# NCE and MRC issues



## vanslam (Apr 17, 2010)

Hi All,
New to DCC model trains. I have an analog layout that I decided to convert to DCC. I purchased the NCE Power Cab system and converted 3 Kato P42 engines to MRC 1645 decoders. Ran all of them on my DC track and they run, lights go on and the sound works but I have no control. I tried setting them up on my DCC program track and every time I put one of them on the track and plug in the power cab the following happens. The power cab goes on, does its initial check, the engine light flashes, the engine moves forward, there is a sound then the power cab shuts down. This all happens in about a second. Then the power cab restarts. I think its because of a short but I don't know why? The test track is only six inches long and there appears to be no issues with it. I haven't tried my NCE Power Cab with any other DCC engines because I don't have any yet that work, only the 3 P42. Any ideas.


----------



## vanslam (Apr 17, 2010)

Okay tired a regular DC engine the NCE Power Cab did not shut off.
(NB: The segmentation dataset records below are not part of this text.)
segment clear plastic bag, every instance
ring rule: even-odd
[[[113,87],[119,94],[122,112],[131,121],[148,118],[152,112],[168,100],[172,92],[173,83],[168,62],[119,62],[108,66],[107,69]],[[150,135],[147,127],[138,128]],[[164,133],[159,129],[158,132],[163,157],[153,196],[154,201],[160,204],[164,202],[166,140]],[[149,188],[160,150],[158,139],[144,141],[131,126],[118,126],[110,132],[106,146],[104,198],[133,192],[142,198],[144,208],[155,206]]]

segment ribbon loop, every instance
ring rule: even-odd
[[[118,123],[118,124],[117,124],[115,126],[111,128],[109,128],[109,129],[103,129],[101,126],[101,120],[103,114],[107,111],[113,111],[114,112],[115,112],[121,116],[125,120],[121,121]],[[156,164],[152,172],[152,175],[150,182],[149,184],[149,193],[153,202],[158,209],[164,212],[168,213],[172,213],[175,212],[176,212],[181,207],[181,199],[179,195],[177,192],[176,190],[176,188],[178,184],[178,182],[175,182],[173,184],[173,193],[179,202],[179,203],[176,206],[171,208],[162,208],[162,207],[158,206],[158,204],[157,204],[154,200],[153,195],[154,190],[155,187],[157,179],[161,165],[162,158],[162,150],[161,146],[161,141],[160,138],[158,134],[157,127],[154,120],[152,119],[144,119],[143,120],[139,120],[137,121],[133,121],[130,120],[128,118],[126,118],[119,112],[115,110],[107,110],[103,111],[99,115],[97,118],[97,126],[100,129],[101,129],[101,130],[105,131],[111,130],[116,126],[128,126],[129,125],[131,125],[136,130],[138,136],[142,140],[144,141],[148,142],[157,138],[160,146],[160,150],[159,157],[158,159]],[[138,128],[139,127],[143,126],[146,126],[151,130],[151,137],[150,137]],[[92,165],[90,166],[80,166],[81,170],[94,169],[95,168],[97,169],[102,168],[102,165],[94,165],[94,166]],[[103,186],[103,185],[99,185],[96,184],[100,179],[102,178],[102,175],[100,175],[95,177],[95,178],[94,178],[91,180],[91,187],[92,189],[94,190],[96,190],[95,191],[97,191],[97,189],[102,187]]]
Took the decoder off without putting any one on and the Power Cab did not shut off. So I think it is the decoder. But engine with the 1645 decoder runs on the DC track with sound and lights. I need a working engine with a DCC decoder or a proven DCC track to sort this one out.


----------



## tankist (Jun 11, 2009)

its definetly seems like powercab restarts due to short.


----------



## vanslam (Apr 17, 2010)

okay figured it out like Tankist said there was a short had to add some tape to the frame in a spot that mrc did not state in instructions. All is well and converted another 4 engines to DCC now 4 more to go.


----------